The first basic combat Spell/Exploit is a Bolt. The basic Bolt affects one Target, is a hand to hand attack and costs no hit points. The basic Bolt can do three different levels off effect depending on the choices of the Player. 
· Effect 1 does 1d6 damage. 
· Effect 2 does 1d4 damage and causes a Condition until the end of the Player’s next turn. 
· Effect 3 causes a Condition on the Target until the Target makes a Saving Throw.
· For 1 hit point a Bolt can be made a ranged attack with a range of Short. For 2 hit points a Bolt can be given a range of Medium. For 3 hit points a Bolt can be given a range of Long. 
· For 1 hit point two effects can be added together. For 2 hit point three effects can be added together. For 4 hit points four effects can be added together.

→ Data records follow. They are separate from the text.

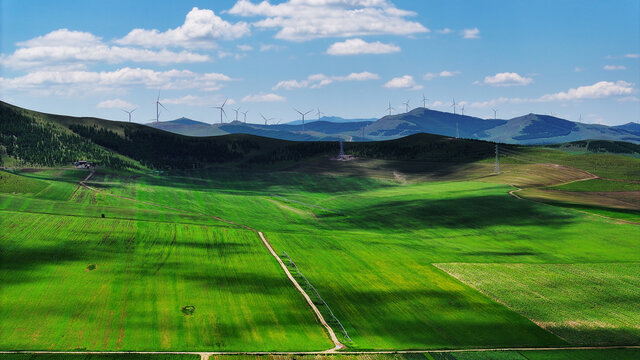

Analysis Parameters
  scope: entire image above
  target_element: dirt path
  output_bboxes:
[258,231,346,352]
[0,345,640,359]
[79,170,346,350]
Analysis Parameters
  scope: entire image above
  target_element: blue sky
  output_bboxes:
[0,0,640,125]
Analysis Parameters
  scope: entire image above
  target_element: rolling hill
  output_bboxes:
[147,107,640,145]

The second basic combat Spell/Exploit is a Burst. The basic Burst affects all Targets in its area and costs 1 hit point. The basic burst can do two levels of effect.
· Effect 1 does 1d6 damage to all Targets in the Area. The area of the basic Burst is the square it is cast on plus a radius of 1 (9 squares total). Target gets a Saving Throw for half damage.
· Effect 2 causes a Condition on the Target. The area of the basic Burst is the square it is cast on plus a radius of 1 (9 squares total). The condition lasts until the end of the Player’s next turn or until the Target makes a Saving Throw, whichever comes later.
· For 1 hit point the origin square can be immune to the effect of a Burst.
· For 1 hit point a Burst can be made a ranged attack with a range of Short. For 2 hit points a Burst can be given a range of Medium. For 3 hit points a Burst can be given a range of Long. 
· For 1 hit point two effects can be added together. For 2 hit points three effects can be added together. For 4 hit points four effects can be added together.
· For 1 hit point the radius can be increased by 1 (20 squares total). For 2 hit points the radius can be increased by 2 (36 squares total). For 4 hit points the radius can be increased by 3 (49 squares total).

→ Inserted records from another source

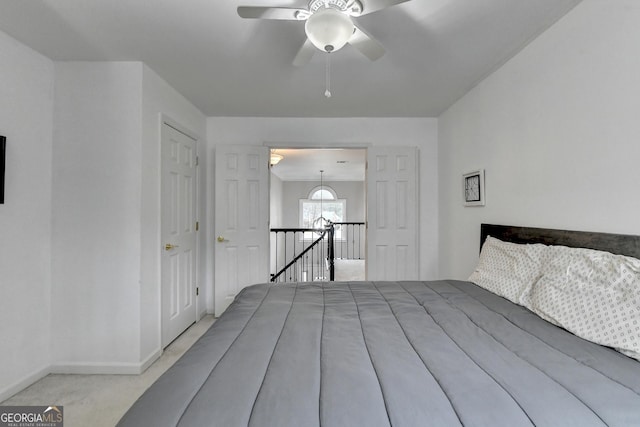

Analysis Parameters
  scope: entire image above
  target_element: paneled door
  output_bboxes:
[160,123,197,347]
[367,147,419,280]
[214,145,269,316]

Combat Spell/Exploit damage increases by one dice type (d4->d6, d6->d8, etc) every four levels. 


A Healing Word is a Spell/Exploit that gives the target another Second Wind in combat. Each Healing Word Spell will only work on a given target once per day. The basic healing Spell/Exploit is the Minor Healing Word.

Minor Healing Word costs 1 hit point for Mages and 2 hit points for Warriors.
Lesser Healing Word costs 2 hit points for Mages and 4 hit points for Warriors.
Greater Healing Word costs 4 hit points for Mages and 2 hit points for Warriors.
Major Healing Word costs 8 hit points for Mages and 16 hit points for Warriors.
*Heroism*
Every Player Character has a number of d6 Heroism dice, equal to their level, which can be added to the following rolls once per encounter: Attack, Damage, Skill, Hit Points. They can be added, 1 die per roll, before, during or after a roll. At level 11+ you can add 2 die per roll. At level 21+ you can add 3 die per roll. A Mage can not use Heroism on any Spell effects unless he is using an attuned Implement.

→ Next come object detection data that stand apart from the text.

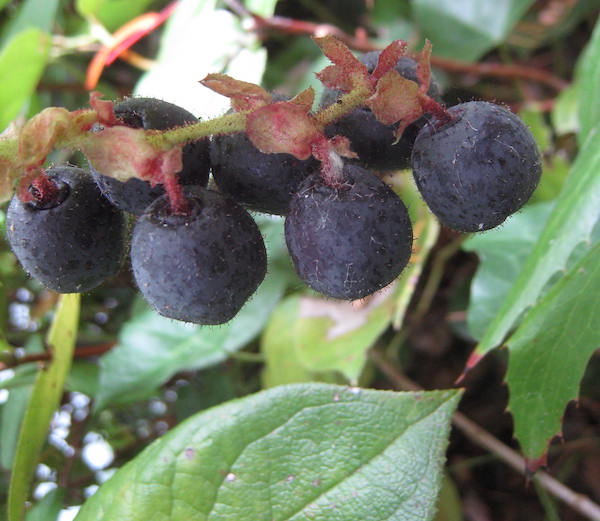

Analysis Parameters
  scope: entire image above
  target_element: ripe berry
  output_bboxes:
[92,98,210,215]
[210,126,318,215]
[6,166,125,293]
[131,187,267,324]
[285,165,412,300]
[412,101,542,232]
[321,51,440,170]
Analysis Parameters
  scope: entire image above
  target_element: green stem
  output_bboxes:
[315,87,372,128]
[148,112,246,150]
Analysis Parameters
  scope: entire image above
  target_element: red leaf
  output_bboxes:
[367,70,423,125]
[313,36,371,92]
[80,126,182,184]
[371,40,406,80]
[290,87,315,112]
[417,40,431,94]
[200,74,272,112]
[246,101,323,159]
[90,91,119,127]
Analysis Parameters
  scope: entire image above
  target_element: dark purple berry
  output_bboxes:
[321,52,440,171]
[412,101,542,232]
[285,165,412,300]
[6,166,125,293]
[210,127,318,215]
[92,98,210,215]
[131,187,267,324]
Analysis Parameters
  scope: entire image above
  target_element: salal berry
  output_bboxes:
[321,51,440,171]
[131,187,266,324]
[210,127,318,215]
[412,101,542,232]
[285,165,412,300]
[6,166,125,293]
[92,98,210,215]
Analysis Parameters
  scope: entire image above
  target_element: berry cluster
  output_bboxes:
[7,48,541,324]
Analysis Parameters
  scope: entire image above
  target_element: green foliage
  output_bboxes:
[477,127,600,354]
[77,384,460,521]
[506,244,600,460]
[8,294,80,521]
[413,0,533,61]
[0,28,49,131]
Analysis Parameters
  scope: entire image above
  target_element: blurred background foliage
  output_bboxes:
[0,0,600,521]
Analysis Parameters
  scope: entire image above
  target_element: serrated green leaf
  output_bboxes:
[506,240,600,460]
[463,203,553,339]
[576,20,600,146]
[412,0,533,61]
[94,217,290,410]
[0,382,33,470]
[260,296,316,388]
[2,0,58,43]
[477,127,600,355]
[0,29,50,132]
[267,179,439,384]
[8,293,80,521]
[76,384,460,521]
[75,0,154,31]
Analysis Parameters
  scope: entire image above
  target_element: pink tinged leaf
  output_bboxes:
[371,40,406,81]
[313,36,371,92]
[417,40,431,94]
[290,87,315,112]
[246,101,324,159]
[90,91,119,127]
[367,70,423,125]
[200,74,272,112]
[0,157,21,203]
[80,126,182,184]
[19,107,72,166]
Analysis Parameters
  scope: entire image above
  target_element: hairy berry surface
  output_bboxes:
[412,101,542,232]
[6,166,125,293]
[131,187,267,324]
[210,125,318,215]
[321,51,440,171]
[285,165,412,300]
[92,98,210,215]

Any Player can give their Character’s Heroism dice to another Player’s Character instead of using them on themselves. 

*Skills*
There are 3 standard skills: Physical, Subterfuge and Knowledge. 

Roll higher than the given Difficulty Class to succeed.

Skill rank = 1 + 1/2 your level (round down) + any bonus due to your class or race.
Skill roll = d20 + skill rank + whatever stat bonus is most applicable to the use + situation modifiers

For example:
Climbing would use Physical + FORT bonus. 
Dodging a falling rock is Physical + REF bonus. 
Finding a trap is Subterfuge + WILL bonus. 
Disabling a trap is Subterfuge + REF bonus.
Use Physical + FORT or REF bonus for Fortitude and Reflex saves. 

*Level Advancement*
Every level add +5 to Hit Points
If the level divides by two (2,4,6…) add +1 to all attack rolls and +1 to all skills
If the level divides by three (i.e. level 3,6,9,etc.) add 1 point to FORT, REF or WILL and +1 to one skill and +1 to Level Bonus for AC.
All melee and missile damage (but not Spell and Exploit damage) is doubled at level 21and beyond and are considered magical attacks.
*Combat*

Hit Points = FORT Stat+ (REF Stat _OR _WILL Stat)+ (5 x Level). If HPs reach 0 Character is unconscious and near death. Further damage directly reduces FORT. If that reaches 0, Character dies.
Armour Class (AC) = 10 + REF bonus + (Armour bonus _OR_ Level bonus).
Melee Attack Bonus = FORT bonus + Level
Missile Attack Bonus = REF bonus + Level
Magic Attack Bonus = WILL bonus + Level

Roll d20 + REF bonus for initiative order. Everyone can do one thing each turn; move, attack, cast a spell, etc.
For melee or missile attacks, if your d20 roll plus Attack Bonus is higher than the target's AC (10+ REF + Armor or Lvl Bns), you hit. 
For magic attacks you must beat the target's level+ the appropriate bonus (REF for rays or bolts, WILL for illusions, charms, or mental effects, FORT for alterations like flesh to stone). 
A natural 20 automatically hits and does maximum damage regardless of the opponent's defences. 
A Natural 1 is always a miss.

Warriors and Rogues using a light weapon can use their REF bonus instead of FORT when attacking. They can also wield 2 light weapons and attack twice in a round (at the same time in combat order), but with a -2 to all attack rolls that round. If only one attack is made, the second weapon can be used to parry, granting +1 AC. Rapiers count as a light weapon, but two rapiers cannot be used at the same time. The hand to hand attacks of the Unarmed Warrior and Unarmed Rogue count as light weapons. Hand to hand attacks for Mages and Commoners do 1d4 damage and do not count as light weapons.

*Second Wind*
Once per Encounter, between Encounters, a character can get a "Second Wind". This will heal 5+Con Bonus+Character Level number of Hit Points. Use of a "Second Wind" on an unconscious character automatically brings that character back to 1 Hit Point and then heals them normally. Healing Words can give a Character another "Second Wind". Each "level" of Healing Word will only work on a Character once per day. Healing Words can be used at any time. 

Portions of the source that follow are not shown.